How To Back Up MongoDB Using Droplet Snapshots
Introduction
Regular database backups are a crucial step in guarding against unintended data loss events. In general, there are two broad categories of backups: filesystem-level ("physical") backups and logical backups. Filesystem-level backups involve snapshotting the underlying data files at a point in time, and allowing the database to cleanly restore itself using the state captured in the snapshotted files. Logical backups involve using a tool (e.g. mongodump
or pg_dump
) to export data from the database into backup files, which are then restored using a corresponding restore tool (e.g. mongorestore
or psql <
).
In this guide, we'll demonstrate how to perform a filesystem-level backup of a running MongoDB installation using Droplet Snapshots. In addition, we'll cover how to perform a restore from the snapshot image.
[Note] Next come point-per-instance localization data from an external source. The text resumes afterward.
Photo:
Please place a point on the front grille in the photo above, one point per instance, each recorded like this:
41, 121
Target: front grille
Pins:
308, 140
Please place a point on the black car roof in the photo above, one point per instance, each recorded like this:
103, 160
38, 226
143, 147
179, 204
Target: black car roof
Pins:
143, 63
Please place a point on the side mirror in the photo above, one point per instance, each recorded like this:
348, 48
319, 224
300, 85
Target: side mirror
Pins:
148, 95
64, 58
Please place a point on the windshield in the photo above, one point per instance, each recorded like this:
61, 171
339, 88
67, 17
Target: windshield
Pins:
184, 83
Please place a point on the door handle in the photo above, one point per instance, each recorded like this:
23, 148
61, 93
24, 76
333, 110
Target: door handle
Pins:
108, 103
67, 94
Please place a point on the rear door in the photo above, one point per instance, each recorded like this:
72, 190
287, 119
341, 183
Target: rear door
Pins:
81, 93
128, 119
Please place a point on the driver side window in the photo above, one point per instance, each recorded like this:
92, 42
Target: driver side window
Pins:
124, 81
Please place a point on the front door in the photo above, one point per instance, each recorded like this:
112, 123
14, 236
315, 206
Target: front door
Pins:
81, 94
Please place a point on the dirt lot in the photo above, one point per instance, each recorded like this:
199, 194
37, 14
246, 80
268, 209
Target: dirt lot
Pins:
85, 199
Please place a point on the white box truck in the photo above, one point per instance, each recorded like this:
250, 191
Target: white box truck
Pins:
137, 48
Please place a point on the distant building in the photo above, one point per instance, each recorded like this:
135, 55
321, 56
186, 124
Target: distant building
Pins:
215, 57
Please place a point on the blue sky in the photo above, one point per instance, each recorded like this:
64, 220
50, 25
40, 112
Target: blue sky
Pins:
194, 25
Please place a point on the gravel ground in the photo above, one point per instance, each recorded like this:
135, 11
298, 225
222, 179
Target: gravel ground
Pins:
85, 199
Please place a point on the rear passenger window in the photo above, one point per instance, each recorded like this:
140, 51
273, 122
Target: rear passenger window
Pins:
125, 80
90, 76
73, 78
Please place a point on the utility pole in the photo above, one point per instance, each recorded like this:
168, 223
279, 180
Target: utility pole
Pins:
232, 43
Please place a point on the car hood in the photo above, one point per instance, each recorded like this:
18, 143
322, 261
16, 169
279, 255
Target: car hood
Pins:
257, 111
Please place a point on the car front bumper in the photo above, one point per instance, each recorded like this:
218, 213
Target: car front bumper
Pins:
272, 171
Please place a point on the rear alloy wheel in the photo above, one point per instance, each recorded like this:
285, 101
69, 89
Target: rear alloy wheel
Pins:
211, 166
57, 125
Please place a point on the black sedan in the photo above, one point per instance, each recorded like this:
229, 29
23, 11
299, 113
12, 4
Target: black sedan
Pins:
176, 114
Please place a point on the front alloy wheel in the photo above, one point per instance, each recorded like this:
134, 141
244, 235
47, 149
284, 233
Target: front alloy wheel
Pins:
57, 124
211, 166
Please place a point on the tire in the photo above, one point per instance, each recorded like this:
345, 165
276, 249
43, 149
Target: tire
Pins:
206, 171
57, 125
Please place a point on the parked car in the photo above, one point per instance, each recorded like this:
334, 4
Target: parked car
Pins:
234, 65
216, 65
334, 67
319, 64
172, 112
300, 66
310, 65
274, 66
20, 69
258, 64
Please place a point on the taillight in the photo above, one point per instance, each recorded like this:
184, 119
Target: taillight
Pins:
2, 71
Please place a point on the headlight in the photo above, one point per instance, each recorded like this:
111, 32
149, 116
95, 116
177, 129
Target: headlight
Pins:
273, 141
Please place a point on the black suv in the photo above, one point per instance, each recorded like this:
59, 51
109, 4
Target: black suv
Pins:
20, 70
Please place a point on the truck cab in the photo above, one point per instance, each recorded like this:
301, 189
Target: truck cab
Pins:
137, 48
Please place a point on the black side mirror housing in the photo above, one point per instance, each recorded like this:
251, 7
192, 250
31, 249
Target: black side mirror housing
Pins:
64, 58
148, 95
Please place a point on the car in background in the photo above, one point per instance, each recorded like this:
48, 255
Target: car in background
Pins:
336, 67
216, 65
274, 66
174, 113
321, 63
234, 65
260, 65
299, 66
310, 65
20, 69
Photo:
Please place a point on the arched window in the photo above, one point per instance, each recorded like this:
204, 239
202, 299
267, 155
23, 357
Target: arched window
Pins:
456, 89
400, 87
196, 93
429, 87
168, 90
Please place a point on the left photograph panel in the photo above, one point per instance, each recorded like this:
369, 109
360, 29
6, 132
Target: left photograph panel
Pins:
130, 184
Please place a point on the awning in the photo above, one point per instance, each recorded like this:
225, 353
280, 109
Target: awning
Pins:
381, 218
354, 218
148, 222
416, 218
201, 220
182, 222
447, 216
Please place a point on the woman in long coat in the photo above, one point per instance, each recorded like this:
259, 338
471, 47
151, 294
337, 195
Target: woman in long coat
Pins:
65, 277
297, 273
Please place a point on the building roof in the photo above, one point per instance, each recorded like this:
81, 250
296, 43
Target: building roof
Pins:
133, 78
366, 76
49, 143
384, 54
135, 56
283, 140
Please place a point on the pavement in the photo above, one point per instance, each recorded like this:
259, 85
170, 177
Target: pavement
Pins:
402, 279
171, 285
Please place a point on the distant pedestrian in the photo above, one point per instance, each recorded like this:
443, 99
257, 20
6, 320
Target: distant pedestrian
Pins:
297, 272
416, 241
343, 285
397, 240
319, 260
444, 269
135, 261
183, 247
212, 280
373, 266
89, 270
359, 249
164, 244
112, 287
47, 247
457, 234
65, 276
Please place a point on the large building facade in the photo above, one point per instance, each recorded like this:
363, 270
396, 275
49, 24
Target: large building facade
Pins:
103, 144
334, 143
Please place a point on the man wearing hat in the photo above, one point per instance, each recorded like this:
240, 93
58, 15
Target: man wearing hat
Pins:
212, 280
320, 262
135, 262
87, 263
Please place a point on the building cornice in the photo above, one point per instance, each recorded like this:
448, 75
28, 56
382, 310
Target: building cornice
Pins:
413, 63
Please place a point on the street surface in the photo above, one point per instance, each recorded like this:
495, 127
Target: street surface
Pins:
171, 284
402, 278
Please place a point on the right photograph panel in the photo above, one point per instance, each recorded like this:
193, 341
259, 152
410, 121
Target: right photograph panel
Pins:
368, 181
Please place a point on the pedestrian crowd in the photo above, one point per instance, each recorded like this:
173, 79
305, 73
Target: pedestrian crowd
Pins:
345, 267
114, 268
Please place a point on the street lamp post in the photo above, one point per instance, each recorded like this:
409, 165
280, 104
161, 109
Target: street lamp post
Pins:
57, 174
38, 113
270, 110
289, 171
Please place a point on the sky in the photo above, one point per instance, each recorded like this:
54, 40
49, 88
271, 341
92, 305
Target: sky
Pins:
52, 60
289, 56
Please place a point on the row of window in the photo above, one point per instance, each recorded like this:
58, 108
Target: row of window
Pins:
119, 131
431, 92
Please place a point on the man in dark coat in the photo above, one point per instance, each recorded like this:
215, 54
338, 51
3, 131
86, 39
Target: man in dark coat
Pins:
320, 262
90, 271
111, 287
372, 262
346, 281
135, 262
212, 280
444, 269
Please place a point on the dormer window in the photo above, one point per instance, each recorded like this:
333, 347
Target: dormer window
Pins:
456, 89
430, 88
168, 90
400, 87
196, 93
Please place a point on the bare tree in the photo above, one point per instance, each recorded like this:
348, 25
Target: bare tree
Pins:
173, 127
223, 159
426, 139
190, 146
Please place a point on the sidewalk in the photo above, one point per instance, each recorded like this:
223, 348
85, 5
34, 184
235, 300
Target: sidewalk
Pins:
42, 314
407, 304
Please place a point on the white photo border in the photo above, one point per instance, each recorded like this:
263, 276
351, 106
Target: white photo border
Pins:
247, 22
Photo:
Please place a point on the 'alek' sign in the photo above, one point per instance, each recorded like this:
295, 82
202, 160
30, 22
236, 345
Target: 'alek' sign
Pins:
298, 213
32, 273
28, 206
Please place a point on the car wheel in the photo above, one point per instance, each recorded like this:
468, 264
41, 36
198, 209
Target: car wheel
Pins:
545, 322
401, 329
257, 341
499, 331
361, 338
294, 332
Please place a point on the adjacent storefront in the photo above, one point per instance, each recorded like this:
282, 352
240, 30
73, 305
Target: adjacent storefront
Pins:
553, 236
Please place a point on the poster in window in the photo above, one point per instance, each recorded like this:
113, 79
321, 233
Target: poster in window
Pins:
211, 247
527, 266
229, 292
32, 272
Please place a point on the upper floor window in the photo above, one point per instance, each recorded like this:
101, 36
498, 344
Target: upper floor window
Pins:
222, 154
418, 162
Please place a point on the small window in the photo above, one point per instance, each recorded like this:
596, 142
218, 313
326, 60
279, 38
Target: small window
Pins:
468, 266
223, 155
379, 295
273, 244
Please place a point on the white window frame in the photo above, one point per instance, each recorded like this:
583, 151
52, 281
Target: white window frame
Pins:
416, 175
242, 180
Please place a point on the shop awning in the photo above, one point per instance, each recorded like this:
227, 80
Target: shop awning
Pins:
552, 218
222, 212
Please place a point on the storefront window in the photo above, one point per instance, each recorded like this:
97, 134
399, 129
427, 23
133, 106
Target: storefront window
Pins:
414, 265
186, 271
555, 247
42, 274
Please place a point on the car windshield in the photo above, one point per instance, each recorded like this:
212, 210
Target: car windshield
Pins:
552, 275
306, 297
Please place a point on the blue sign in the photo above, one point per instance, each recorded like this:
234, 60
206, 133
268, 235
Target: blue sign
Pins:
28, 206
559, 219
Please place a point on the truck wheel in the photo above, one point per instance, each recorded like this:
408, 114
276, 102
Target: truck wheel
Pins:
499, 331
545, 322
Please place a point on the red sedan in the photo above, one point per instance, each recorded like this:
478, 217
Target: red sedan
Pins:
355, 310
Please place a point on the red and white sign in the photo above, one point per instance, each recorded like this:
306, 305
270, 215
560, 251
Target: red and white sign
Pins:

Note: As detailed in the DigitalOcean backups guide, there is some performance impact when using Droplet snapshots, especially on highly loaded databases. You should test this procedure first using a non-production database with simulated load to verify that this method will work in your production deployment.
Prerequisites
Before you get started with this guide, make sure you've completed the following prerequisite steps:
- An Ubuntu 16.04 Droplet with a non-root user that has sudo privileges, as detailed in Initial Server Setup with Ubuntu 16.04
- MongoDB installed and configured, as detailed in How to Install MongoDB on Ubuntu 16.04
This guide will assume you have MongoDB 3.2+ installed, using the default WiredTiger storage engine with journaling enabled. In addition, to use this guide, it's important that the dbpath
directory (the directory containing the data files, by default /var/lib/mongodb
) is mapped to a single volume. If you haven't attached additional block storage volumes to your Droplet, you can follow this guide.
Once you're logged in to your Droplet and have MongoDB up and running, you're ready to get started.
Step 1 — Verify your MongoDB Setup
We're first going to check that journaling has been enabled.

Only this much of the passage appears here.